Are you still there?


Sun, 7 Feb 93 19:17:53 MET


(now february the 7th, 1993)
--------------- zap zap zap ---------------

-- here's a mail  I should have sent you --
----------- at least one week ago ---------
------ no excuse; just playing NetHack ----

(Fare->Dennis #10, 28/1/93)

 Well, Hello Dennis, and sorry for (very) long delay between messages,
 These time, weeks seem to begin on wednesday and end on friday to me.
Here is my complete zoo-fied then btoa-ed notes (most of which are in french;
ask what you want me to translate).
 I've lost my week-end to install OS/2 v2.1 beta at home (AMD386/33,8-320MB);
(sorry for intel). That was no fun, and it isn't very useful (except to run
Win* shit under WinOS2, and/or having quick diskette I/O while working).


>>>  Well, my main problem is up to now I worked in french, and all my notes were
>>> in french. So now, here is part of it translated (my ARJfied notes are 200Kb
>>> long).

(that's mostly FRENCH)
(hope you have a >80 columns display to read this mail, because of >>>'s)
(btw, do you have something to automatically add or destroy groups of
chars at the beginning of each line)(I'm using lemacs at the moment)

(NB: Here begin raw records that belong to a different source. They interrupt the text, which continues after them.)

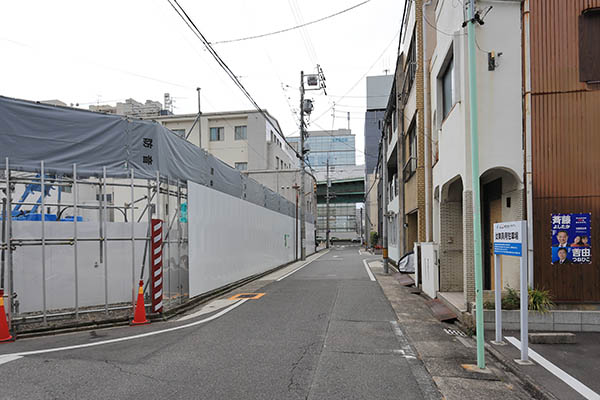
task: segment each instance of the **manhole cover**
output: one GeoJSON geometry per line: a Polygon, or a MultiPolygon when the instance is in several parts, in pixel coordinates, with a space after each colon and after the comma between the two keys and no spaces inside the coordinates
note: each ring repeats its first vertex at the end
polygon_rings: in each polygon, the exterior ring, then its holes
{"type": "Polygon", "coordinates": [[[230,297],[229,300],[240,300],[240,299],[256,300],[256,299],[260,299],[264,295],[265,295],[264,293],[238,293],[235,296],[230,297]]]}
{"type": "Polygon", "coordinates": [[[450,328],[444,328],[444,332],[446,332],[448,335],[450,336],[462,336],[462,337],[467,337],[467,335],[462,332],[459,331],[458,329],[450,329],[450,328]]]}

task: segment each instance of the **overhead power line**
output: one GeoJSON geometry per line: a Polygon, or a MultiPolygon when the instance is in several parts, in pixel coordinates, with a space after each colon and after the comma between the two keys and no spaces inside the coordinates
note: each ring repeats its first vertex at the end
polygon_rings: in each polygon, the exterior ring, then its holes
{"type": "Polygon", "coordinates": [[[211,43],[202,34],[202,32],[200,31],[200,29],[198,29],[198,27],[196,26],[196,24],[194,23],[194,21],[190,18],[190,16],[187,14],[187,12],[185,11],[185,9],[177,2],[177,0],[167,0],[167,2],[171,5],[171,7],[173,7],[173,9],[177,13],[177,15],[179,15],[179,17],[183,20],[183,22],[185,22],[185,24],[188,26],[188,28],[190,28],[190,30],[192,31],[192,33],[194,33],[194,35],[198,39],[200,39],[200,41],[202,42],[202,44],[204,45],[204,47],[206,47],[206,50],[208,50],[208,52],[210,53],[210,55],[213,56],[213,58],[217,61],[217,64],[219,64],[219,66],[223,69],[223,71],[225,71],[225,73],[227,74],[227,76],[240,89],[240,91],[250,101],[250,103],[254,106],[254,108],[256,108],[256,110],[263,117],[265,117],[265,119],[267,121],[269,121],[273,125],[273,128],[281,135],[281,137],[283,138],[283,141],[296,154],[296,156],[300,157],[300,153],[298,153],[298,151],[296,151],[296,149],[285,139],[285,136],[284,136],[283,132],[280,132],[277,129],[277,127],[275,126],[275,123],[273,122],[273,120],[271,119],[271,117],[268,116],[267,113],[264,112],[264,110],[254,100],[254,98],[252,97],[252,95],[250,94],[250,92],[248,92],[248,90],[246,90],[246,88],[244,87],[244,85],[242,84],[242,82],[240,82],[240,80],[238,79],[238,76],[231,70],[231,68],[229,68],[229,66],[225,63],[225,61],[223,61],[223,59],[221,58],[221,56],[219,56],[219,54],[211,46],[211,43]]]}
{"type": "Polygon", "coordinates": [[[316,19],[314,21],[306,22],[304,24],[295,25],[295,26],[292,26],[290,28],[280,29],[278,31],[273,31],[273,32],[268,32],[268,33],[262,33],[262,34],[259,34],[259,35],[247,36],[247,37],[242,37],[242,38],[237,38],[237,39],[220,40],[218,42],[211,42],[211,44],[234,43],[234,42],[241,42],[241,41],[244,41],[244,40],[260,39],[260,38],[267,37],[267,36],[278,35],[280,33],[285,33],[285,32],[289,32],[289,31],[293,31],[295,29],[300,29],[300,28],[303,28],[305,26],[316,24],[317,22],[325,21],[325,20],[327,20],[329,18],[337,17],[338,15],[344,14],[344,13],[346,13],[348,11],[351,11],[351,10],[353,10],[355,8],[358,8],[358,7],[360,7],[360,6],[364,5],[364,4],[367,4],[367,3],[371,2],[371,1],[372,0],[365,0],[365,1],[361,2],[361,3],[355,4],[352,7],[346,8],[346,9],[338,11],[336,13],[327,15],[325,17],[316,19]]]}

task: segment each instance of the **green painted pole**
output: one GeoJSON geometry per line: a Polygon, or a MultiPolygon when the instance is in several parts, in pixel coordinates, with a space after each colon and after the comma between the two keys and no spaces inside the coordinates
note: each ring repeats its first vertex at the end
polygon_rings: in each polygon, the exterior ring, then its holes
{"type": "Polygon", "coordinates": [[[481,258],[481,198],[479,195],[479,132],[477,118],[477,69],[475,65],[475,0],[469,4],[469,109],[471,122],[471,179],[473,184],[473,252],[475,261],[475,307],[477,320],[477,366],[485,368],[483,328],[483,282],[481,258]]]}

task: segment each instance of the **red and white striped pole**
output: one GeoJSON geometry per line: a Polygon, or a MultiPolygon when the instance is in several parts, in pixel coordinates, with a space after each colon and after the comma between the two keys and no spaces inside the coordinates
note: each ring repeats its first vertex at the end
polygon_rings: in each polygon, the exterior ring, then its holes
{"type": "Polygon", "coordinates": [[[163,311],[162,279],[162,225],[160,219],[152,219],[152,312],[163,311]]]}

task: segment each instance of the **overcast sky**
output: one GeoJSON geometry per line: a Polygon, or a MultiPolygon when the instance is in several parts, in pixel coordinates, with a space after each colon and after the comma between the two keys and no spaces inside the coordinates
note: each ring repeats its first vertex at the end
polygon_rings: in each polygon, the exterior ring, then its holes
{"type": "MultiPolygon", "coordinates": [[[[361,1],[179,3],[216,42],[285,29],[361,1]]],[[[309,92],[315,100],[309,130],[345,128],[350,112],[362,164],[365,76],[393,73],[402,7],[402,0],[371,0],[303,29],[214,48],[286,136],[298,135],[300,71],[313,73],[320,64],[329,95],[309,92]],[[333,102],[335,119],[327,111],[333,102]]],[[[202,111],[252,108],[166,0],[3,2],[0,49],[4,96],[88,108],[130,97],[163,103],[168,92],[175,113],[191,113],[197,112],[199,86],[202,111]]]]}

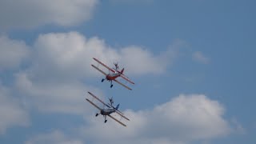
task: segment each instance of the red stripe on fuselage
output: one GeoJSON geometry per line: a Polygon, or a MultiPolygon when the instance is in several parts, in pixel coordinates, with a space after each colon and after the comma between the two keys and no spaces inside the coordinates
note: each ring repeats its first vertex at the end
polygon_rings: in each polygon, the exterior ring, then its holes
{"type": "Polygon", "coordinates": [[[112,80],[114,80],[115,78],[117,78],[119,76],[120,76],[119,74],[106,74],[106,79],[107,79],[109,81],[112,81],[112,80]]]}

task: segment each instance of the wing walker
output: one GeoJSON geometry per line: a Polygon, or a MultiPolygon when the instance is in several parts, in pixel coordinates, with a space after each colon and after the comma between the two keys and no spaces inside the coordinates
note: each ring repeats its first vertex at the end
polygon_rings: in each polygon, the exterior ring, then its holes
{"type": "MultiPolygon", "coordinates": [[[[118,77],[121,77],[122,78],[129,82],[130,83],[134,84],[134,82],[133,82],[131,80],[130,80],[129,78],[123,74],[124,68],[122,68],[120,71],[118,70],[119,66],[118,66],[118,63],[114,63],[114,65],[115,66],[114,68],[110,68],[109,66],[107,66],[103,62],[98,60],[97,58],[93,58],[93,59],[94,61],[96,61],[98,64],[103,66],[105,68],[106,68],[109,70],[109,74],[106,74],[102,69],[98,68],[98,66],[95,66],[94,65],[91,65],[94,68],[95,68],[97,70],[98,70],[99,72],[101,72],[102,74],[103,74],[105,75],[105,78],[102,79],[102,82],[103,82],[105,80],[110,81],[110,88],[112,88],[113,87],[112,81],[114,81],[115,82],[120,84],[121,86],[126,87],[126,89],[128,89],[130,90],[132,90],[131,88],[130,88],[126,85],[124,85],[123,83],[122,83],[118,80],[117,80],[117,78],[118,77]]],[[[128,118],[126,118],[126,116],[124,116],[124,114],[122,113],[118,110],[119,104],[118,104],[116,106],[114,106],[113,97],[111,98],[109,98],[110,103],[106,103],[102,100],[101,100],[99,98],[95,96],[94,94],[92,94],[91,92],[88,91],[88,94],[91,96],[92,100],[90,100],[89,98],[86,98],[86,101],[88,102],[90,102],[91,105],[93,105],[94,106],[95,106],[99,110],[99,113],[97,113],[95,114],[96,117],[98,116],[99,114],[102,114],[104,117],[104,122],[105,123],[107,122],[106,118],[109,117],[109,118],[114,119],[114,121],[116,121],[117,122],[118,122],[119,124],[121,124],[124,126],[126,126],[126,125],[124,124],[123,122],[122,122],[121,120],[118,120],[117,118],[110,115],[111,114],[115,113],[118,115],[119,115],[121,117],[121,118],[124,118],[126,121],[130,121],[130,119],[128,118]],[[96,102],[93,102],[94,99],[96,99],[96,102]],[[99,104],[98,104],[98,105],[96,104],[98,102],[100,104],[103,105],[103,106],[100,106],[99,104]]]]}

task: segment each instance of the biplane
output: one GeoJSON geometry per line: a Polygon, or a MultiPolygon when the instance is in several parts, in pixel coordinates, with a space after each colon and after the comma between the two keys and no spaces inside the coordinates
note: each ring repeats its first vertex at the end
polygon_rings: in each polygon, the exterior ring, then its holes
{"type": "Polygon", "coordinates": [[[90,93],[90,91],[88,91],[88,93],[93,97],[93,98],[95,98],[98,102],[100,102],[101,103],[102,103],[103,104],[103,107],[106,107],[106,106],[107,107],[107,108],[100,108],[100,106],[97,106],[92,101],[89,100],[88,98],[86,98],[86,101],[88,101],[90,104],[92,104],[94,106],[95,106],[97,109],[98,109],[100,110],[99,113],[96,114],[95,117],[97,117],[98,114],[103,115],[103,117],[105,118],[104,122],[106,123],[107,122],[106,116],[108,116],[108,117],[111,118],[112,119],[115,120],[117,122],[120,123],[121,125],[122,125],[124,126],[126,126],[126,125],[122,123],[121,121],[118,120],[116,118],[114,118],[112,115],[110,115],[112,113],[116,113],[118,115],[120,115],[121,118],[123,118],[130,121],[129,118],[127,118],[126,117],[124,116],[123,113],[122,113],[121,111],[118,110],[119,104],[117,105],[115,107],[113,106],[113,103],[114,103],[113,98],[109,98],[110,103],[107,103],[106,104],[103,101],[99,99],[98,97],[96,97],[94,94],[90,93]]]}
{"type": "Polygon", "coordinates": [[[107,66],[106,65],[105,65],[104,63],[102,63],[102,62],[100,62],[99,60],[96,59],[94,58],[94,60],[95,60],[98,64],[101,64],[102,66],[103,66],[104,67],[106,67],[106,69],[109,70],[109,74],[105,73],[103,70],[102,70],[101,69],[99,69],[98,66],[95,66],[94,65],[91,65],[94,68],[95,68],[96,70],[98,70],[98,71],[100,71],[101,73],[102,73],[106,78],[102,79],[102,82],[104,82],[105,79],[106,79],[107,81],[110,81],[110,87],[113,87],[113,84],[112,84],[112,81],[116,82],[117,83],[120,84],[121,86],[127,88],[128,90],[131,90],[131,88],[128,87],[127,86],[124,85],[123,83],[121,83],[119,81],[118,81],[116,78],[118,77],[122,78],[123,79],[125,79],[126,81],[129,82],[130,83],[134,84],[134,82],[133,82],[132,81],[130,81],[128,77],[126,77],[123,72],[124,72],[124,68],[122,69],[121,71],[118,70],[119,66],[118,63],[114,63],[115,68],[110,68],[109,66],[107,66]],[[110,73],[111,72],[111,73],[110,73]]]}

>>>  Here are some features I expect the system to run at high logical level
>>> (standard language programming), and that the compiler and/or the kernel should
>>> support:

First, let me recall my philosophy about high-level language & the kernel.
 At high-level, you are concerned mostly with logical structures; you let the
system choose physical implementation for you, and it is meant to do it
efficiently. You may choose to let the compiler do with as few additional
information as possible; The compiler itself will then evaluate the cost of
each known implementation technique. The lgagage
explicit data is also accepted and you can help the system with extra
explanations.
 At very high-level, everything is virtual, even the more simplest operations.


>>> * Objects are contained in Object Zones (OZ's); the simplest (logical) OZ is
>>> a set, which can be physically implemented by, say, a bitmap, or a list, etc.
>>> A more general OZ does not contain only objects, but also attributes of these
>>> objects (which depend in nature of the OZ and of the objects): for example, a
>>> room in a CAD program may contain objects, which each have its intrinsic shape;
>>> but each object has its position in the room for attribute.
>>
>> Please elaborate on this idea!  I need more details to understand exactly how
>> this might work, what it will be used for, and so on.  I think I understand,
>> but I'm not sure - maybe some examples will help.

OZ are a high-level construct, and if we want to build a single base physical
implementation for it in a first version of the kernel,

>>> * standard attributes are printing/showing format (for example, for an integer,
>>> the base hexadecimal, decimal, octal, binary, n-ary, etc; for a complex
>>> structure involving many types of number, ...); other common attributes are
>>> names, debug info, comments, translation into different languages, etc.
>>
>> I like this idea, but I think it would be more efficient to implement these
>> as standard METHODS instead of standard ATTRIBUTES.  A method only adds an
>> entry to the virtual method table of an object, where an attribute would
>> add to every instance of that object.  Of course, the object would then be
>> able to choose whether or not it wishes to implement these methods.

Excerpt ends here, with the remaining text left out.